Comprehension and discovery are not compensation
NLWeb is a strong, open answer to a real problem: publishers need a way to be present, queryable and in control as agents take over more of the browsing. Adopting it is reasonable, and doing it on open standards you already maintain is sensible. The limit is that NLWeb addresses the read at the level of access and format, not at the level of money. It helps an agent understand and reach your content. It does nothing to capture value when the agent uses it.
That gap is the layer blankspace works on. When an AI assistant or Live Search Agent retrieves your content to build an answer, whether through a crawl, a citation or a structured endpoint like NLWeb, that retrieval is a read of your material, and increasingly it is the only interaction that happens, because the human never lands on the page. blankspace detects that agent and Live Search Agent traffic at the CDN edge and turns those reads into revenue, independently of whether the answer ever sends a click back. NLWeb decides who can ask your content and how it is served. Capturing value from the read is a separate decision, and it is the one that determines whether agentic traffic shows up as a cost or as income.

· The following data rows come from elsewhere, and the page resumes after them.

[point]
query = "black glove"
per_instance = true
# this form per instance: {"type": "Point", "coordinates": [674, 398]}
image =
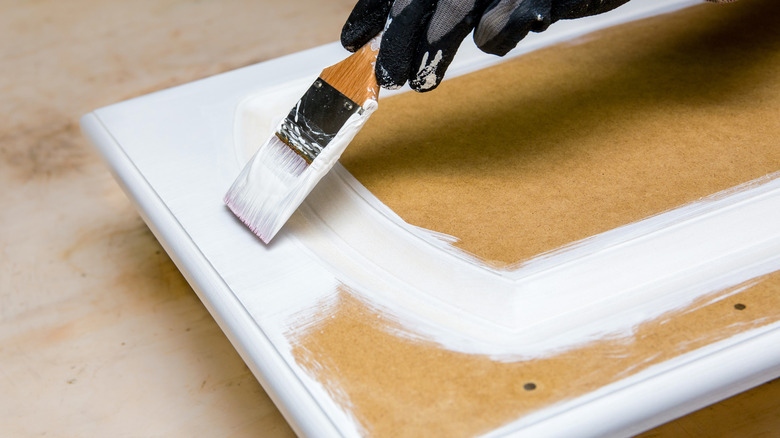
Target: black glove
{"type": "Point", "coordinates": [422, 36]}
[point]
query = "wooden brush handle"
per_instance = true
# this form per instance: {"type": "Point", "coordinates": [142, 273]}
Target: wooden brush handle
{"type": "Point", "coordinates": [354, 77]}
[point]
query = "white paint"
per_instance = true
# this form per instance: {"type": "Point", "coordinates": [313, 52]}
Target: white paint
{"type": "Point", "coordinates": [426, 74]}
{"type": "Point", "coordinates": [258, 292]}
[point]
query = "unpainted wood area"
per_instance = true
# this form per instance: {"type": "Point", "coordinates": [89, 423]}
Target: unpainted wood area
{"type": "Point", "coordinates": [583, 137]}
{"type": "Point", "coordinates": [396, 383]}
{"type": "Point", "coordinates": [97, 327]}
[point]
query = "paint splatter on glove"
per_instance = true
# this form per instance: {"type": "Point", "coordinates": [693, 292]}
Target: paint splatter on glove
{"type": "Point", "coordinates": [422, 36]}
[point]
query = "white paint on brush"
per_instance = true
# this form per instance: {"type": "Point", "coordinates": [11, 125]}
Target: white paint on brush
{"type": "Point", "coordinates": [258, 293]}
{"type": "Point", "coordinates": [603, 286]}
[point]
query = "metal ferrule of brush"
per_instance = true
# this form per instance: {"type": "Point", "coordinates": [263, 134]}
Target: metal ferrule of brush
{"type": "Point", "coordinates": [316, 119]}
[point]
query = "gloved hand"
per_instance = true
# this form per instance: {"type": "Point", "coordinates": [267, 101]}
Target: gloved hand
{"type": "Point", "coordinates": [422, 36]}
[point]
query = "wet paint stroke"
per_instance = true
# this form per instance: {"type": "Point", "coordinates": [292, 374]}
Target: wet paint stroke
{"type": "Point", "coordinates": [397, 385]}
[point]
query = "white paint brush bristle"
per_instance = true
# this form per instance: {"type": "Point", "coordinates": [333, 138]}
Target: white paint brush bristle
{"type": "Point", "coordinates": [306, 145]}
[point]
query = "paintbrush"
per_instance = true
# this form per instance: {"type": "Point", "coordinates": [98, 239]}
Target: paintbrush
{"type": "Point", "coordinates": [307, 143]}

Frequently asked questions
What is NLWeb in simple terms?
NLWeb is an open project from Microsoft that lets any website answer natural-language questions about its own content, both for human visitors and for AI agents. It uses data the site already publishes, such as Schema.org markup and RSS feeds, combined with a language model and a vector database, and every NLWeb instance also runs as a Model Context Protocol server so agents can access the content in a structured way.
Is NLWeb the same as MCP?
Not quite, though they are closely linked. The Model Context Protocol is the open standard for how AI agents connect to external tools and data sources. NLWeb is a higher-level project for building conversational interfaces on websites, and each NLWeb instance also functions as an MCP server. So NLWeb uses MCP to make a site's content available to agents, but it adds the query interface, the data ingestion tooling and the conversational layer on top.
How is NLWeb different from llms.txt or Schema.org?
They operate at different levels. Schema.org is a vocabulary for labelling what a page contains, and llms.txt is a file that helps AI systems find and read a site's key content. NLWeb goes a step further by standing up a live, queryable service: rather than just describing or listing content for a crawler, it answers natural-language questions against that content and exposes an endpoint that agents can call. In practice NLWeb consumes Schema.org data as one of its inputs.
Do publishers have to pay to use NLWeb?
The NLWeb project itself is open source and free to deploy from the public repository, so there is no licence fee for the standard. Publishers do bear the running costs of the underlying components, the language model, the vector database and the hosting, and managed routes such as Cloudflare's AutoRAG integration carry their own service pricing. The protocol is free; operating an instance is not.
Does adding NLWeb increase or reduce traffic to my site?
It can do either, and publishers should not assume it sends more visitors. NLWeb improves how discoverable and queryable your content is for agents, which can surface your material where it would otherwise be absent. But because it is designed to deliver direct answers, it can also satisfy a query without producing a page visit, in line with the broader fall in click-throughs from AI answer surfaces. The discovery benefit is real, but it does not by itself replace the page views, ad impressions or subscriptions that a click would have generated.